Kiwiana: New Zealand Culture from the 1950s

3 September–13 November 1994

CURATORS Stephen Barnett, Frank Stark, Richard Wolfe DESIGNERS Neil Pardington, Andrew Thomas ORGANISER Exhibitour OTHER VENUES Govett-Brewster Art Gallery, New Plymouth, March–April 1993; Waikato Museum of Art and History, Hamilton, June–September 1993; Hastings Exhibition Centre, November 1993–February 1994; Manawatu Museum and Science Centre, Palmerston North, February–June 1994; Dunedin Public Art Gallery, July–October 1994; Robert McDougall Art Gallery, Christchurch, March–July 1995; Auckland Museum, August–October 1995 SPONSORS Instant Kiwi, Huttons Kiwi, Arts Council of New Zealand PUBLICATION New Zealand! New Zealand!: In Praise of Kiwiana, essays Stephen Barnett, Richard Wolfe

Buzzy Bees, Rinso, the Edmonds Cookery Book, etcetera … Kiwiana celebrates distinctive, vernacular New Zealand things from the postwar period—mainstream Pākehā culture. The term 'kiwiana' has come to refer to these national symbols, these objects of nostalgia, these clichés, kitsch. The 200-plus exhibits—from Vegemite to the TV show Country Calender—date from the 1960s or earlier. The show is based on the popular 1990 exhibition New Zealand! New Zealand! at Auckland Museum. 

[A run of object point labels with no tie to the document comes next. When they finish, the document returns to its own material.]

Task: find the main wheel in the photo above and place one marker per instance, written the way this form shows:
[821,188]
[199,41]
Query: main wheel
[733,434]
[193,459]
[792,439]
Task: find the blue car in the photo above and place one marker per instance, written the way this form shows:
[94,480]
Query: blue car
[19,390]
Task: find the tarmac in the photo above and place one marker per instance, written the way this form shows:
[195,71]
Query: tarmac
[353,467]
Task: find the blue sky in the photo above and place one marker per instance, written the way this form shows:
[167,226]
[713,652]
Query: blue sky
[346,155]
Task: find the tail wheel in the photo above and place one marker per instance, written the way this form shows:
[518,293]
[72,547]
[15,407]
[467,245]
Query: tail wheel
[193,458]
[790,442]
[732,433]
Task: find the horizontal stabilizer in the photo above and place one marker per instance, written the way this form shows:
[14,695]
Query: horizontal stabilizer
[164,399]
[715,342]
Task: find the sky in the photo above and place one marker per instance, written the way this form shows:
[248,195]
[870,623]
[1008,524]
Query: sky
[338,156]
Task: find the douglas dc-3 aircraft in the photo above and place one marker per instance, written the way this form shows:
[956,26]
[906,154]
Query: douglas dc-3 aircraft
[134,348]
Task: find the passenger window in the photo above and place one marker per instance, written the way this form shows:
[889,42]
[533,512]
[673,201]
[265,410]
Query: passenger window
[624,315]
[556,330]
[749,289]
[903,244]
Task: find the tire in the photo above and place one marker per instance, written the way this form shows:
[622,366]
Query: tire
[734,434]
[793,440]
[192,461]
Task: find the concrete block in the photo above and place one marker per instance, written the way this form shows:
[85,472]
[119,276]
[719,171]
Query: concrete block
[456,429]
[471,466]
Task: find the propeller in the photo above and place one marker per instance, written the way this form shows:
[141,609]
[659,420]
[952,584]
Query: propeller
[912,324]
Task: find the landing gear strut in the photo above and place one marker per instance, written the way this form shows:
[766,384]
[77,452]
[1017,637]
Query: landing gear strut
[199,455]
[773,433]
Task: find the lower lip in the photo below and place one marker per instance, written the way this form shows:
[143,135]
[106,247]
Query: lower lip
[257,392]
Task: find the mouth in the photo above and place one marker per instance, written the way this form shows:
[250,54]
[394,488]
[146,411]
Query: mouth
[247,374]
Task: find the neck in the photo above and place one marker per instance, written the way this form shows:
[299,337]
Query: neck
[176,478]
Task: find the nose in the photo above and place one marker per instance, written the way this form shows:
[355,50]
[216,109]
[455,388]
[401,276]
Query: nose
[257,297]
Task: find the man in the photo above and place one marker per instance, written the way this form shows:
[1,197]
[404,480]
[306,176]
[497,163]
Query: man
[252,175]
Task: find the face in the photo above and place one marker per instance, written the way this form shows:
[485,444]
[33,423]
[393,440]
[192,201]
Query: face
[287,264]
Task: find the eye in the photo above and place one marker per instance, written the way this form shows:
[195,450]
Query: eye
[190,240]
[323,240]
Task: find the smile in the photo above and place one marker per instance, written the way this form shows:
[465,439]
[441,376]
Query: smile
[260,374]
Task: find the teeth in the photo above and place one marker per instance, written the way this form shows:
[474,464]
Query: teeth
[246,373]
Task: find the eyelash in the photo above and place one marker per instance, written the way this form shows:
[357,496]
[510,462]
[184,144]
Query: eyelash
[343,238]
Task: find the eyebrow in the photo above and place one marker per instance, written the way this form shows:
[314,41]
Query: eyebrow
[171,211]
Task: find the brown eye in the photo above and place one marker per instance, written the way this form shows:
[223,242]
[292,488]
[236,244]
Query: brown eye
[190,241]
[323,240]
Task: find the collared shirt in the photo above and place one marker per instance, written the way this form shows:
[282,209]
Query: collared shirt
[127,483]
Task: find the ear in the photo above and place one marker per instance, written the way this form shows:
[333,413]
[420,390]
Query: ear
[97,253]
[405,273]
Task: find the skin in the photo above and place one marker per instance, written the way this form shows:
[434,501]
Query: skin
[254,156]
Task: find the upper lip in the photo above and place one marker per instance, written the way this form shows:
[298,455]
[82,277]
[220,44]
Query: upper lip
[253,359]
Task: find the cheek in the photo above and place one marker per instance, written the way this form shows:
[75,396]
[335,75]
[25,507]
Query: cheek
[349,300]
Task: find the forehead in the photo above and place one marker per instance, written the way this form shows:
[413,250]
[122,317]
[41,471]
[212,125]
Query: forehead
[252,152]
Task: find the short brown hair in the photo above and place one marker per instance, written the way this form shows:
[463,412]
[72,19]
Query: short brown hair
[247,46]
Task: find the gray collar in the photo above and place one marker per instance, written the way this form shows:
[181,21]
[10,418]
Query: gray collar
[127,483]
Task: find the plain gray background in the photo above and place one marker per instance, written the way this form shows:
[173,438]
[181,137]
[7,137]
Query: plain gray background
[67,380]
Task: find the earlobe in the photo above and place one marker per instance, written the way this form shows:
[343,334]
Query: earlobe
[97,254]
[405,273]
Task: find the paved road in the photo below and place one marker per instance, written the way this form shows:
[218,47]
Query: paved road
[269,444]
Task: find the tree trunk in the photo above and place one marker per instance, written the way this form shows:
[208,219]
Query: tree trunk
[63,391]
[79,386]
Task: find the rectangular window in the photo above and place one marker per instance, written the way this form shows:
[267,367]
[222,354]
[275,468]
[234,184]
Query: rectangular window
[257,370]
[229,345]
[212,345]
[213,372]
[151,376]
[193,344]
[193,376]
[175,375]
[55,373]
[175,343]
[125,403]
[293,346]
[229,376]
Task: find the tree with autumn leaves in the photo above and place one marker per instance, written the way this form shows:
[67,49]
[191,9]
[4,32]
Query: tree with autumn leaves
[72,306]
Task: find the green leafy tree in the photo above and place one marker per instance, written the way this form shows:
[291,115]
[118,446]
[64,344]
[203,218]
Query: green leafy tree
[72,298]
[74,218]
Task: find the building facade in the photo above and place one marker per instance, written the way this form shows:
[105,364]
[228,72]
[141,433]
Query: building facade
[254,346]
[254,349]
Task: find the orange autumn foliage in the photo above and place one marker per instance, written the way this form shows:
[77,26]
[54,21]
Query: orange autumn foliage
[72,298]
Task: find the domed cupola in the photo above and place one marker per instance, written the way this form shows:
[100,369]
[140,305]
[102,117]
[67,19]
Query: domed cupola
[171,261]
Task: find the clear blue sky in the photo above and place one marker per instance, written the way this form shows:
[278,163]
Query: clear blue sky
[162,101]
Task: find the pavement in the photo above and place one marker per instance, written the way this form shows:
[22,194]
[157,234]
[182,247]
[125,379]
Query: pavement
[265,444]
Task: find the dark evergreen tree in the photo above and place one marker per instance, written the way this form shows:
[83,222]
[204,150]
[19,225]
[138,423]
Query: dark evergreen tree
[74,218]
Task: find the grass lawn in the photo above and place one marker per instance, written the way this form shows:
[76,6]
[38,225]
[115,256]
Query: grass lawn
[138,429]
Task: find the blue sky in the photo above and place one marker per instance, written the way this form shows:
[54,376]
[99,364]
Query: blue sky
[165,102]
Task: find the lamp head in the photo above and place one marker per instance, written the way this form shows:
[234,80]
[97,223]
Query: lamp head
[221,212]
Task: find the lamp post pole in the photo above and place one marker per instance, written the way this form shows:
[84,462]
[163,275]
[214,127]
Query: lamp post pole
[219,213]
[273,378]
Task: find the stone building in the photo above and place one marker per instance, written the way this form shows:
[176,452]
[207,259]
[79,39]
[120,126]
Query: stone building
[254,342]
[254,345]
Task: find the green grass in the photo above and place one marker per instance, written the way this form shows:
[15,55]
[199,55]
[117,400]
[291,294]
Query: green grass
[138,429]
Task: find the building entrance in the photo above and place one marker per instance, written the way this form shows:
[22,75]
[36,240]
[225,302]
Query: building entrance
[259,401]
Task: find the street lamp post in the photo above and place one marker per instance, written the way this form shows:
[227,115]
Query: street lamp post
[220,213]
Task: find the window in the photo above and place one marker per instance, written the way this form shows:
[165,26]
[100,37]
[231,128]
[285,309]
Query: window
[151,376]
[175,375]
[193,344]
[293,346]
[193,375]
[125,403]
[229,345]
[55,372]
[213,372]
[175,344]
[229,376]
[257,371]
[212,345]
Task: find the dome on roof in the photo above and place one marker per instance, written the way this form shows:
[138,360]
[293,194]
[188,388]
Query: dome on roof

'We've all heard stories about New Zealanders abroad craving Vegemite or Jaffas. This exhibition brings together hundreds of those little things and the effect of seeing them all together is very powerful’, explains the press release.

The show has five sections—the home, childhood, recreation, the farm, and ‘icons’.

‘Home Is Where the Heart Is’ is a typical New Zealand house of the 1950s/early 1960s. The weatherboard exterior wears a wooden butterfly. It includes a fully furnished kitchen and dining room. The back door opens out onto a lawn, complete with lawnmower. In the lounge, Fred Dagg—featuring the stereotypical farmer and Kiwi bloke—plays on the box.

‘Rites of Passage’ portrays the quintessential kiwi childhood, starting with Plunket. It included toys and educational items, such as the School Journal and Janet and John books.

‘The Pursuit of Leisure’ is about the great outdoors, especially the beach—togs, towels, jandals.

‘The Backbone of Country’ takes on farming as key to New Zealand's economy and identity. The kiwi farmer wears a black singlet, Swanndri jacket, and gumboots. The display includes forty-four-gallon drums, kerosene tins, and a 'Taranaki gate’—a makeshift farm gate cobbled together with wire, wood, and kiwi ingenuity.

'Kiwi Icons’ examines the origins of popular national symbols, including the kiwi itself. Ironically, it took an Australian boot polish and a war in Europe for the bird to gain recognition as a symbol at home.

Outside, on the gallery lawn, a small herd of painted corrugated-iron cows by artist Jeff Thompson graze. As part of the opening festivities, the Lochiel Marching Team performs in Civic Square.

The show comes just after Prime Minister Jim Bolger calls for constitutional cuts from the British monarchy, in favour of becoming a republic. Curator Richard Wolfe says, 'in the last ten years or so New Zealand has thrown open the doors to the winds of change and a lot of our companies and institutions have disappeared or changed. We saw it as an opportunity to recognise and celebrate what has been and also to acknowledge change.'

The show is accompanied by the book, New Zealand! New Zealand!: In Praise of Kiwiana, by curators Wolfe and Stephen Barnett.